Everyone involved – the family members, employees and those in the Essex were spared, but not before they all made harrowing escapes. Jimmy’s daughter, Vivia Costalas Amalfitano, noted how the only way they escaped the the back of the Essex was “by feeling with their hands.”
Peter, John, and Jimmy Costalas and their Families Photo Gallery
In the days and months after, the Essex became a trauma and triage center and was used as a medical station. But for the Greek Orthodox Community, and the parishioners of the Saint Nicholas Church that had been on Cedar Street, the Essex became a House of Memory and a House of Healing. Through the years, parishioners and family members of those lost on 9/11 have gathered at the Essex. Even though forced to close for more than two years, when they reopened their doors, they reopened their hearts to the community and especially the survivors.

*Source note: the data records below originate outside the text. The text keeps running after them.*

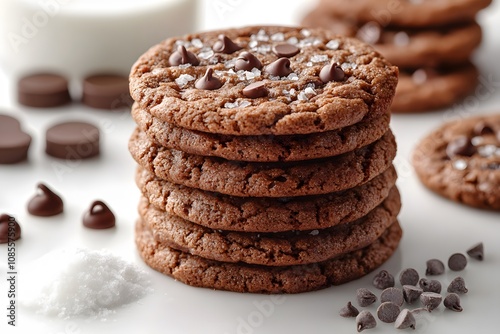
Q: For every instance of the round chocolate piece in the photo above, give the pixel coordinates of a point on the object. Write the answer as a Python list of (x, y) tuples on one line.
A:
[(106, 91), (45, 203), (43, 90), (14, 143), (99, 216), (72, 141)]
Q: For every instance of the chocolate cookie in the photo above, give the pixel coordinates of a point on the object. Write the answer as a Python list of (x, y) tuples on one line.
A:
[(461, 161), (246, 179), (266, 148), (248, 214), (197, 271), (263, 80)]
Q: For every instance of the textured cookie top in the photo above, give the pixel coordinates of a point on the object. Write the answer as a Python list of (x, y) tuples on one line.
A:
[(263, 80)]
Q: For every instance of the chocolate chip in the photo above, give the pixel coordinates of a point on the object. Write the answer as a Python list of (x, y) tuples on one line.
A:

In the intervening years, as the Archdiocese struggled to maintain its rights to rebuild Saint Nicholas, the Costalas Family and the Essex served in quiet but effective ways. Some will remember that the relationship between the Authority and the Archdiocese broke down between 2008 and 2010. This was a time when all official communication ceased. But the Essex was always there – a place where the Greek Orthodox community rubbed elbows with members of the Port Authority, whose new headquarters was right around the corner. With their humanity and their constant, friendly presence, the Costalas Family was the bridge that brought people together in unspoken, decent, and Christian ways.

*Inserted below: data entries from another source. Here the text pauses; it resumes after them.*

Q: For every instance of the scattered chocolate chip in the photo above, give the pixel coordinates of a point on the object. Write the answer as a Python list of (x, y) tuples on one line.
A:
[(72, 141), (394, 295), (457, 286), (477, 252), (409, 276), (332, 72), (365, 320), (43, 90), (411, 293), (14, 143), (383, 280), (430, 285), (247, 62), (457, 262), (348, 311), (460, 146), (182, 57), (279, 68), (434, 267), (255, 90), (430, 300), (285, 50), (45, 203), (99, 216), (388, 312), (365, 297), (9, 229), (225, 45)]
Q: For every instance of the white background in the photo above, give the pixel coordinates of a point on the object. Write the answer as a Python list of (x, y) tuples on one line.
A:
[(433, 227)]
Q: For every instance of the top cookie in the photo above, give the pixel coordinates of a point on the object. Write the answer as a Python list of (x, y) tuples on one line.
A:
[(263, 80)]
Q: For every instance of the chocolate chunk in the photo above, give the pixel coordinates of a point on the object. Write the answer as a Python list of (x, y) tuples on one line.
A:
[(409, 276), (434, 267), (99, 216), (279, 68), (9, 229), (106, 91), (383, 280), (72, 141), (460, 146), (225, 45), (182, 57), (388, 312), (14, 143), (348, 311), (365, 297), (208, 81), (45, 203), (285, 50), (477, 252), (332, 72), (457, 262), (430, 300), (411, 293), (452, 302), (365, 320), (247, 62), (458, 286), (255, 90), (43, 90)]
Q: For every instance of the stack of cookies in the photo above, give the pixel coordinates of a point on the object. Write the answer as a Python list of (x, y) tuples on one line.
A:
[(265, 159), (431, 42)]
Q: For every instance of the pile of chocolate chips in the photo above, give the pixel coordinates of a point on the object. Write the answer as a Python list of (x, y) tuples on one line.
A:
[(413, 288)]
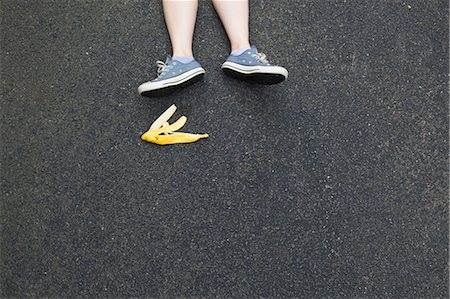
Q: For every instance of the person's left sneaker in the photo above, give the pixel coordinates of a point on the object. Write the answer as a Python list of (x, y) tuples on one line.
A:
[(253, 66), (172, 75)]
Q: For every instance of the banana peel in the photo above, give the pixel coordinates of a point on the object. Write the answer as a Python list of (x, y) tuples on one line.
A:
[(162, 133)]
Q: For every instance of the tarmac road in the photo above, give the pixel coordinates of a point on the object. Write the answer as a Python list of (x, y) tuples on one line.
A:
[(331, 184)]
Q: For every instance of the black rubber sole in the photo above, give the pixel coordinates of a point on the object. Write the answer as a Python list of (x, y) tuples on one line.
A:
[(261, 78), (170, 89)]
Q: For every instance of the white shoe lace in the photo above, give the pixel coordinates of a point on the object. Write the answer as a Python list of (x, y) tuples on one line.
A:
[(162, 67), (260, 57)]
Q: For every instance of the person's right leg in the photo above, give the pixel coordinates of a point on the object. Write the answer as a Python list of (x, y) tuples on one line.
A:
[(181, 69), (180, 18)]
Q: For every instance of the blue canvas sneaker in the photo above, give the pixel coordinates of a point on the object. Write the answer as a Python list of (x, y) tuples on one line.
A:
[(254, 66), (172, 75)]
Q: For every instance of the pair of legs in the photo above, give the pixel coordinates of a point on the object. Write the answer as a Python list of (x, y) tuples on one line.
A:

In 2018, the Essex closed when the the block changed hands, but it is now reopening just up the block at 120 Liberty Street, closer to 130 Liberty where the new Saint Nicholas Greek Orthodox Church and National Shrine is rising like a phoenix from the ashes of 9/11. And the Costalas Family and the Essex will continue to be part of the story going forward. They are the part of the living history of September Eleventh, and they are Heroes of Saint Nicholas, for whom we should all be ever grateful.
About the Heroes of Saint Nicholas
On the morning of September 11, 2001, Heroes emerged at Ground Zero – many of whom gave their lives. Since that fateful day, there have been contributions of enormous significance to the rebuilding of the Saint Nicholas Greek Orthodox Church and National Shrine. These are the Heroes Saint Nicholas.
Every month, we will highlight one of these persons who played a special role in making the National Shrine a reality. The gratitude of the Greek Orthodox Church toward these people is truly incalculable. We thank them from the bottom of our hearts for what they have done to bring about the miraculous reconstruction of Saint Nicholas.